Every run must leave these files on disk:
- `outputs/.plans/<slug>.md`
- `outputs/.drafts/<slug>-draft.md`
- `outputs/.drafts/<slug>-cited.md`
- `outputs/<slug>.md` (or `papers/<slug>.md` for paper-style briefs)
- `outputs/<slug>.provenance.md` (or `papers/<slug>.provenance.md`)
If any capability fails, continue in **degraded mode** and still write a blocked/partial final output and provenance sidecar. Set `Verification: BLOCKED` when verification could not complete. Never end with only an explanation in chat.
## Step 1 — Plan
Create `outputs/.plans/<slug>.md` immediately. Required sections:
- **Key questions** — what the brief must answer
- **Evidence needed** — for each question, what kind of source satisfies it
- **Scale decision** — direct-search OR subagent-delegated (see Step 2)
- **Task ledger** — one row per sub-question; status `pending | done | blocked | superseded`
- **Verification log** — critical claims that will need citation verification
- **Decision log** — key calls made during the run
Make the scale decision before assigning owners. For a narrow "what is X" explainer, the plan must use lead-owned direct search only — do not allocate researcher subagents in the task ledger.
After writing the plan, continue immediately. Do not pause for approval.
**Optional cross-session persistence.** If the runtime has a memory primitive (Claude Code `auto-memory`, a `memory_remember` tool, or equivalent), also mirror the plan there under key `deepresearch.<slug>.plan`. If no such primitive exists, continue — the disk file is the canonical copy. See `../_platform-mapping.md`.
## Step 2 — Scale
**Use direct search for:**
- Single fact or narrow question, including "what is X" explainers
- Work you can answer with 310 tool calls
For "what is X" explainer topics, **do not spawn researcher subagents** unless the user explicitly asks for comprehensive coverage, current landscape, benchmarks, or production deployment.
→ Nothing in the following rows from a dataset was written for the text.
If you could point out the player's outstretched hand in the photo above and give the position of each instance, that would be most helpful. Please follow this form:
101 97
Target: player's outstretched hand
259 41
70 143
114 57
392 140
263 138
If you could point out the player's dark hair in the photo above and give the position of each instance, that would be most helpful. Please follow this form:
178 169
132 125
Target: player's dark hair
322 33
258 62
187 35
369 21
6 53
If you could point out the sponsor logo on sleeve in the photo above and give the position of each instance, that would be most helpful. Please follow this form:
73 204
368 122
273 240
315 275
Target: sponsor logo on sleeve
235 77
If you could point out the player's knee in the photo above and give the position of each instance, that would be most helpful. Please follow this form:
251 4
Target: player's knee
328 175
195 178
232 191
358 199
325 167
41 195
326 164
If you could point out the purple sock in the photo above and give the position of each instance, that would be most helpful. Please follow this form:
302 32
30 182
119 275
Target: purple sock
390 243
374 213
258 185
Don't inflate a simple explainer into a multi-agent survey.
**Use subagents only when decomposition clearly helps:**
- Direct comparison of 23 items: 2 `researcher` subagents
- Broad survey or multi-faceted topic: 34 `researcher` subagents
- Complex multi-domain research: 46 `researcher` subagents
## Step 3 — Gather evidence
**PDF warning.** Avoid crash-prone PDF parsing. Do not fetch `.pdf` URLs unless the user explicitly asked for PDF extraction. Prefer paper metadata, abstracts, HTML pages, official docs, and web snippets. If only a PDF exists, cite its URL from search metadata and mark full-text parsing as blocked.
**If direct search was chosen:**
- Skip subagent spawning entirely.
- Search and fetch sources yourself using `WebSearch` / `WebFetch` (Claude Code) or equivalents.
- Use **at least 3 distinct queries**, covering definition/history, mechanism/formula, and current usage/comparison (when relevant).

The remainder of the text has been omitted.